Sólo necesitó tres movimientos rápidos. Con uno le tapó la boca, con otro dejó el farol en el suelo. Con el tercero agarró la tela de la falda y se la subió hasta la rodilla sin miramientos. Ella, aterrorizada, cerró los ojos.
Allí estaban las llaves, entre los escarpines de satén.
—Sólo quería encontrarlas y ya las tenemos, ¿ve? —le bisbiseó apresurado al oído con la mano aún tapándole la boca—. Y ahora, por favor, no haga ningún ruido; vamos a entrar. ¿De acuerdo?
Ella asintió con un tembloroso movimiento de cabeza. El silbido, entretanto, se agrandaba por segundos. Igual de desentonado, pero más brioso. Más próximo.
Metió una de las llaves al azar en la segunda cerradura sin resultado, soltó una brutalidad. La melodía desafinada se acercaba temerariamente, la segunda llave funcionó por fin. Una vuelta, otra vuelta, listo. Empujó a Fausta hacia el interior y, con el cuerpo prácticamente pegado a su espalda, entró detrás de ella. Los silbidos y los pasos del guardia estaban a punto de aparecer por la esquina cuando cerró la puerta. A oscuras, apoyado contra la recia madera y con la hija del superintendente temblando a su lado, contuvo el aliento.
La oscuridad era cavernosa, por las ventanas no se colaba ni un flaco rayo de luna. Transcurrieron unos momentos llenos de angustia, el guardia y su torva melodía rozaron la puerta por el exterior y siguieron su paso, hasta dejar de oírse.
—Lamento enormemente haberla violentado —fue lo primero que dijo.
Seguían hombro con hombro, con las espaldas descargadas contra la puerta. Ella aún no había dejado de temblar.
—Su interés no es sincero, ¿cierto?
Estaba a punto de conseguirlo, sólo necesitaba recuperar la confianza de la hija. Que volviera a creerle, devolverle su ilusa fantasía. El viudo apuesto y próspero rendido ante la solterona en el momento en el que cualquier promesa de matrimonio era ya una quimera: con tres caricias y un par de mentiras más, quizá volviera a tenerla comiendo de su mano. Pero algo le traicionó.

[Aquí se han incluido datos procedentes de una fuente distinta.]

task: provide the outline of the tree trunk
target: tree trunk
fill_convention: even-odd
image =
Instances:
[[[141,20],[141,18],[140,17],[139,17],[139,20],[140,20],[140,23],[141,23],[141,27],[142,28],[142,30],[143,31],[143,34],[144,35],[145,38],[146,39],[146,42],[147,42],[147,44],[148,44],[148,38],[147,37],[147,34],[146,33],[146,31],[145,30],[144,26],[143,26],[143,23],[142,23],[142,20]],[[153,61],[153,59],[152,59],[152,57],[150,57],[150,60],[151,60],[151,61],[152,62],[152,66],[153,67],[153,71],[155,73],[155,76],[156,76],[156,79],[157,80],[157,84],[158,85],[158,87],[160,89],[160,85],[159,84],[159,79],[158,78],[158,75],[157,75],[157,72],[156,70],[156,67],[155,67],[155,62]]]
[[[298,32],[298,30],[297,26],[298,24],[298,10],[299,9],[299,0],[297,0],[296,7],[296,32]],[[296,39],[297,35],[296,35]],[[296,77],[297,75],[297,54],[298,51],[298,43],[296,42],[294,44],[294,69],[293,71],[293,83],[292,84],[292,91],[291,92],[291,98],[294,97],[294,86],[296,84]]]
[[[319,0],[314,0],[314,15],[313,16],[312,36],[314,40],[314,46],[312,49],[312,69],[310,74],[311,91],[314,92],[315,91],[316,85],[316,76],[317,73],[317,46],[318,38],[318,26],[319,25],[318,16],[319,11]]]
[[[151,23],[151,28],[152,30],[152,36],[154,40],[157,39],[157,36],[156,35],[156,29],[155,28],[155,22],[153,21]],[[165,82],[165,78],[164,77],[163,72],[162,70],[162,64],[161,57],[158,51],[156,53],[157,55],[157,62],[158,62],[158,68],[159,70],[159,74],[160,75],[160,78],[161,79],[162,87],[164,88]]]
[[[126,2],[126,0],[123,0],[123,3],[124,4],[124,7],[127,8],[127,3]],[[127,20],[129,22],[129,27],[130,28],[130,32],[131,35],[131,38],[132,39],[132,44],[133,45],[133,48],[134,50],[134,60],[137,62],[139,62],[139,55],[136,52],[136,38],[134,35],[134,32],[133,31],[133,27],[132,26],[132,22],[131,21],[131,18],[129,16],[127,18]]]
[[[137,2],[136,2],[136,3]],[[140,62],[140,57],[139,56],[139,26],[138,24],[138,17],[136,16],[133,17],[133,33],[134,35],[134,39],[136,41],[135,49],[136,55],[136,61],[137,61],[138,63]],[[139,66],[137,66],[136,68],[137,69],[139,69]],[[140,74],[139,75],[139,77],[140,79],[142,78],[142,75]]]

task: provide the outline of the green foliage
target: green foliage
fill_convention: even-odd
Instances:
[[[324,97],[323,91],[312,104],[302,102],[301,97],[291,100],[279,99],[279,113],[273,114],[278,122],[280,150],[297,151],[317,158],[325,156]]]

—Mi objetivo era llegar hasta aquí.
Ante aquel imprudente arranque de sinceridad, su propia conciencia le acribilló de inmediato a preguntas. ¿Y ahora qué piensas hacer, pedazo de insensato? ¿Atarla a una silla mientras buscas lo que quieres? ¿Amordazarla, reducirla? ¿O montaste todo este número demencial para convertirte a la postre en un pinche buen samaritano?
—Primero me ilusioné tontamente, lo confieso —dijo la muchacha—. Pero después, con la cabeza fría, fui consciente de que no era posible. De que los hombres como usted nunca cortejan a mujeres como yo.
No despegó los labios, pero la saliva le supo amarga.
—Yo también tuve pretendientes, ¿sabe, don Mauro?
La voz sonaba queda, un poco alterada todavía.
—Un joven sastre a los diecisiete con el que tan sólo intercambié esquelitas —prosiguió—. Años después, un capitán de milicias primo hermano de una amiga de la infancia. Y, finalmente, cuando estaba a punto de cumplir los treinta y ya me daban por moza vieja, un delineante. Pero ninguno les pareció suficiente a mis papás.
Mientras hablaba, se despegó de la puerta sobre la que aún permanecía apoyada y empezó a moverse entre los muebles. Los ojos de ambos se habían acostumbrado a la oscuridad, al menos eran capaces de distinguir los contornos.
—Salarios parcos, familias sin lustre… Siempre había una causa que no les convencía. El último, el delineante, residía incluso en este mismo palacio y nos veíamos a escondidas en sus dependencias. Hasta que un mal día osó pedirle a mi padre permiso para sacarme a pasear por la Alameda. Una semana después, lo destinaron a Tamaulipas.